Fortunately, most associations have provisions in their governing documents that prohibit nuisances. And, if they’re smart about their leasing restrictions, Weiss says they can use the nuisance provision to address tenant behaviors that are over the top.

“The ideal thing — and I do a lot of this — is to adopt a leasing amendment in the governing documents,” he says.

“The amendment should include a provision that makes all leases subject to the governing documents so tenants and occupants must comply with them.” This would extend the nuisance provision, among others, to troublesome tenants.

Weiss emphasizes that it’s important to also include an enforcement section. “Without it, the leasing restriction is just a piece of a paper,” he says. “The board should discuss enforcement options that may be included with the attorney who prepares the amendment. States have different remedies that may be used for the enforcement of leasing violations.”

One option, for example, might be a lawsuit against the owner and the tenant to terminate the lease and entitle the association to file a writ to have the sheriff remove tenants who refuse to leave voluntarily.

Weiss makes clear that these aren’t easy cases to win. “I’m going to need a lot of evidence of the violations. I require at least three or four written statements from owners that the behavior is a nuisance, so I can show the judge it’s not just one person with an ax to grind.”

Boards and owners might think this approach is overkill for their quiet communities, but Weiss knows from first-hand experience that serious problems can pop up in areas they might not be expected. “These are nice neighborhoods,” he says. “You drive through, you’d never know.”

Offloading Owners

What if the troublemakers aren’t tenants but owners?

“With owners, it’s more difficult,” Weiss says. “You’re asking a judge to remove not just a legal right but an ownership right.” But he’s done it. “I’ve filed suit a few times, with nuisance, based on the governing documents, as the primary cause of action.

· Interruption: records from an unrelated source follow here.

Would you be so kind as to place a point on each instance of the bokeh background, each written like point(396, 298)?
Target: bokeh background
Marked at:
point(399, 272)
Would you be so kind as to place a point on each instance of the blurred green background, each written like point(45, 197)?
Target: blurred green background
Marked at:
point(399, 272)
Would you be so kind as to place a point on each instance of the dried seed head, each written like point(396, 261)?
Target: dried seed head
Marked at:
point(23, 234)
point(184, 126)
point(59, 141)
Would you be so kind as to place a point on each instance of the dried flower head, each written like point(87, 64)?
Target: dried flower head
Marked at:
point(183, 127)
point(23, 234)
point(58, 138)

“I had one situation where an owner was dealing drugs out of the unit, and the SWAT team was called at two in the morning. I used it another time where this woman was verbally abusive, threatened people, and threw a 2-by-4 with nails in it at the on-site manager. The police had been there and arrested her for assault on multiple occasions.”

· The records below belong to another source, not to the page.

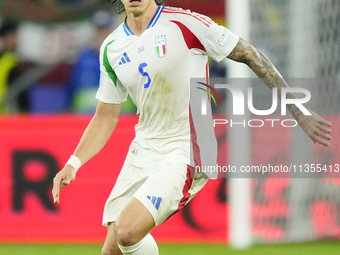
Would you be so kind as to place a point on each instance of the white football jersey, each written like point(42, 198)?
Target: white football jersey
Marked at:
point(155, 70)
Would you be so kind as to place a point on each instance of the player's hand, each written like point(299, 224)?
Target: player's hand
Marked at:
point(316, 128)
point(61, 180)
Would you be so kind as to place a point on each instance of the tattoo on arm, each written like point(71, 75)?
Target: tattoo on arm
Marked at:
point(244, 52)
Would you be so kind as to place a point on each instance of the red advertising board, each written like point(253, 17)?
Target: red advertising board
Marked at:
point(33, 149)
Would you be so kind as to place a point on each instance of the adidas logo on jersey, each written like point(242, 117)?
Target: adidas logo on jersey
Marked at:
point(125, 59)
point(156, 201)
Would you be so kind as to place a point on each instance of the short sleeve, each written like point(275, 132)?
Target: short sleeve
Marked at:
point(218, 41)
point(110, 88)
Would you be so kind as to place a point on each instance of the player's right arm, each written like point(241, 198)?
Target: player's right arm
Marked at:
point(93, 140)
point(313, 125)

Weiss also has gone this route in a hoarding situation. That can be tricky, though, because hoarding can implicate legal protections for disabilities.

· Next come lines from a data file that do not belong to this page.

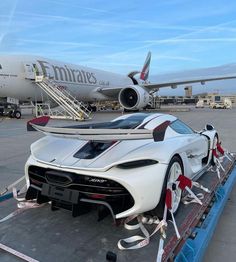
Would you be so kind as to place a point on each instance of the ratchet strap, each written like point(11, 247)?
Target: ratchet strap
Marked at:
point(139, 241)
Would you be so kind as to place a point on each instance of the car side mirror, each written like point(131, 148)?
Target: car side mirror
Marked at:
point(209, 127)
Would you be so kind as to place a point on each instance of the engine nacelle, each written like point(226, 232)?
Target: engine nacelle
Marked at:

“HOAs do have some power with regard to hoarding,” Richardson says, “but we have to be very careful that it’s not the hoarding itself that’s the issue but the hoarding to the extent that it’s bothering other people.”

Whatever the extreme scenario, Weiss says the lawsuit filing should be followed by seeking a court order to terminate ownership and allow the association to sell the unit — either by foreclosure if the association has a lien on the unit or by court order if it doesn’t.

Managers have a critical role. “As soon as the problem starts,” Weiss says, “begin building your case. Start taking photos with timestamps and obtaining written statements that are specific about dates and times and what happened. Get some guidance from the association attorney early on about what he or she will need if the case goes to court.”

This approach won’t work everywhere, though. California, for example, has different laws. “I don’t know how you can force somebody to sell their home under California law,” Richardson says.

“If you’re regularly shouting and harassing and scaring the bejesus out of your neighbors, the association may sue you for being a nuisance and may have disciplinary proceedings to fine you for being a nuisance, but we can’t ban you from the property.”

In such situations, Richardson would turn to the police. “If we’re dealing with criminal behavior, I don’t want to put my board or my manager at risk. That’s for law enforcement.”

If law enforcement doesn’t respond, though, nuisance still plays a role. “If it’s something that isn’t a priority for the police — like a college kid selling drugs or someone running an in-house massage parlor — we’d do a cease-and-desist action based on the nuisance provision.”